Agrinsieme, il coordinamento che rappresenta le aziende e le cooperative di Cia, Confagricoltura, Copagri e Alleanza delle cooperative agroalimentari, esiste ancora?
«Certo. Con i presidenti del coordinamento ci sentiamo, ci vediamo abbastanza spesso, condividiamo strategie e visione sui grandi temi della politica italiana. Abbiamo deciso di suddividerci per argomenti per singolo settore di interesse associativo, quindi non vedete più il coordinatore, ma ci sono tutti i presidenti. Mentre sui singoli temi che non rientrano nell’ambito della delega abbiamo ovviamente una posizione unitaria. Il progetto continua.

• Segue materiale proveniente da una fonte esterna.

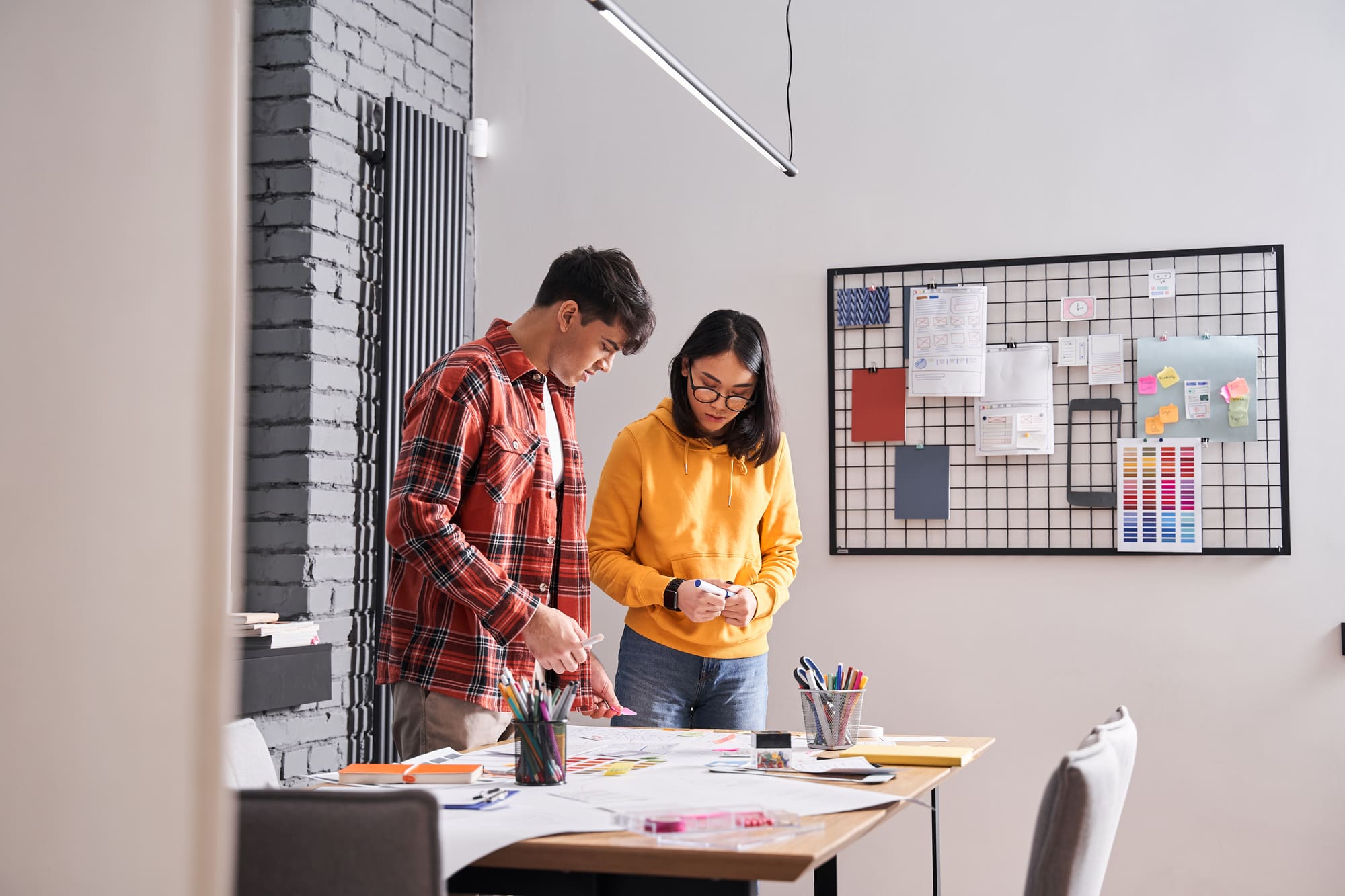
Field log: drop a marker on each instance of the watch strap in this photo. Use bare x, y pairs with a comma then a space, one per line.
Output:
670, 595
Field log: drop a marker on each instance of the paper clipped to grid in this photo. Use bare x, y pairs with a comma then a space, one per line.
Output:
948, 341
1160, 497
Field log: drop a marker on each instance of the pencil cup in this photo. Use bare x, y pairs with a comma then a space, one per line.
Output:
540, 752
832, 717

Per noi l’amicizia di Cia, Copagri e Alleanza delle cooperative è un sentimento importante che ricambiamo, perché l’unitarietà della strategia nel rafforzamento più generale del comparto primario è fondamentale. Nell’ambito di un progetto più ampio di valorizzazione dell’agroalimentare italiano rientra, per noi di Confagricoltura, anche l’accordo con Unionfood. Fare sistema rende tutti più forti sui mercati».